In the socket 775 architecture, the pins have moved from the processor and
onto the motherboard socket. This way, breaking one of the pins no longer results
in a destroyed processor but a destroyed motherboard, which is easier and cheaper
The mainboard supports Symmetric and Asymmetric Dual Channel mode and of course Single Channel access to the memory. Asymmetric Dual Channel mode is activated when two opposite channels (two yellow or two black) are populated by different capacity memories. However even Intel has admitted it offers no performance increase over Single Channel mode.

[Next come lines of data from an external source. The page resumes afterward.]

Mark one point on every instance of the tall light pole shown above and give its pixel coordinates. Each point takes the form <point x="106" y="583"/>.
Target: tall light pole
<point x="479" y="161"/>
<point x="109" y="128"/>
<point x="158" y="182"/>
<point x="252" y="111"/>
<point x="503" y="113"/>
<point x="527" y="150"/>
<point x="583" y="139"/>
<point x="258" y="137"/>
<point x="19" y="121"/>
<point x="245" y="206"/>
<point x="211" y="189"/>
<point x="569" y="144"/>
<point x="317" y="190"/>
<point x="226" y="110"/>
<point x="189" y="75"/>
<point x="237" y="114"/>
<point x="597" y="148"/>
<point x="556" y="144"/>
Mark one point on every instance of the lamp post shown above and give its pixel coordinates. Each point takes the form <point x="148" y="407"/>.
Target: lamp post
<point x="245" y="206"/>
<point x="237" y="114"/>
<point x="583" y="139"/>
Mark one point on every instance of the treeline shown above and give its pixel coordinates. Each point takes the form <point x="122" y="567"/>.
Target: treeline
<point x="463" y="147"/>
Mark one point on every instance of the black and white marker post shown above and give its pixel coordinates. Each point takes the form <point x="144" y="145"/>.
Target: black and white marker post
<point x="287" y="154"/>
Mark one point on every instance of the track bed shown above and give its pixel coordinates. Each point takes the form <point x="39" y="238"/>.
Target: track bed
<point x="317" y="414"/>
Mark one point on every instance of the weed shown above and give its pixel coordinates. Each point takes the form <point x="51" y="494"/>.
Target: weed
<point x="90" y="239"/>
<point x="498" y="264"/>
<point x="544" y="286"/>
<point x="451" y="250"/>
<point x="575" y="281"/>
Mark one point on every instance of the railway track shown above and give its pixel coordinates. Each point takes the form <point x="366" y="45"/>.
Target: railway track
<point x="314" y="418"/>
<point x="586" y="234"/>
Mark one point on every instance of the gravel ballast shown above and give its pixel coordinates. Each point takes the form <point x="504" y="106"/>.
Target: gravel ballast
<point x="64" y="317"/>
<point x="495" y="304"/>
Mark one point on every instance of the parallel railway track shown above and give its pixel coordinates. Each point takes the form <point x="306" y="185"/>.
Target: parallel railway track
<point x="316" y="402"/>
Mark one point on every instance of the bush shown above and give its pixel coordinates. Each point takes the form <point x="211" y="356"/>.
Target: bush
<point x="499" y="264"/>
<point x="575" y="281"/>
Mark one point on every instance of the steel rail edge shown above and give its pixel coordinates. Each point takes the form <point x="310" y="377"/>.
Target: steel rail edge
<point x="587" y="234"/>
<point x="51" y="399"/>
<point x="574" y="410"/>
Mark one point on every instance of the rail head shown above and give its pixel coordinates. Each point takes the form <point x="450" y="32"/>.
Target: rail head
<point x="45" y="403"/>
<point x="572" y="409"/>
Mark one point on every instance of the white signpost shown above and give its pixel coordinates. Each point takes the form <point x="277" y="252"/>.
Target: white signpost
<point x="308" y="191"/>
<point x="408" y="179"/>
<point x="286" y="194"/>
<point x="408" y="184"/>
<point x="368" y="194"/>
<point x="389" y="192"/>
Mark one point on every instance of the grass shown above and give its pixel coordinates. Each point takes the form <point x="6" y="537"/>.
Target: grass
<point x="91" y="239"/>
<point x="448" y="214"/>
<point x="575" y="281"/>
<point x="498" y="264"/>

The rear panel input/output provides the following connections:
From left to right and top to bottom:
- parallel connection
- the mouse PS/2 female connection
- the keyboard connection
- two SPDIF ports
- one firewire IEEE 1394a and two USB 2.0 ports
- one gigabyte lan port and two USB 2.0
- Rear/Side/Center Speaker Out
- Line In/Line Out/Mic In
- Wireless LAN led and Antenna connection
One thing to notice here is the lack of a serial COM port. However,
if you are really in need of such a port, you can construct it yourself using
a serial COM cable from an older computer and connecting it on the available
pins located at the southeast corner of the motherboard.
The P5GD2 motherboard features 3 connectors for IDE and 8 for
Serial ATA drives. The primary connector is coloured blue and is located on
the edge of the motherboard.
As with the P5AD2-E, there's no distinct secondary controller on the motherboard.
Instead the RAID controller should be used to install any extra devices..
The RAID controller consists of two red connectors which can be seen in the picture below and can be
set up to form RAID 0, RAID 1 and RAID 0+1 disk arrays or even be used as a secondary IDE.
The SATA connectors are divided into two sets of four. The first
set is controlled by a Silicon Image chip and supports RAID 0, RAID 1, RAID
10 and software RAID 5.
The second set, being controlled by the ICH6 chipset on the southbridge,
is only capable of supporting RAID 0 and RAID 1 disk arrays.
Here's another point where the P5GD2 differs from the P5AD2-E.
The P5GD2 has one more PCI-Express x1 slot located in the strangest position
just above the x16 PCI-E, but one less regular PCI slot.
As currently there are no PCI-E x1 compatible hardware on the
market, having only two PCI slots might seem a problem. However, as the P5GD2
is a very rich
motherboard, it is very unlikely you'll need to use a third slot.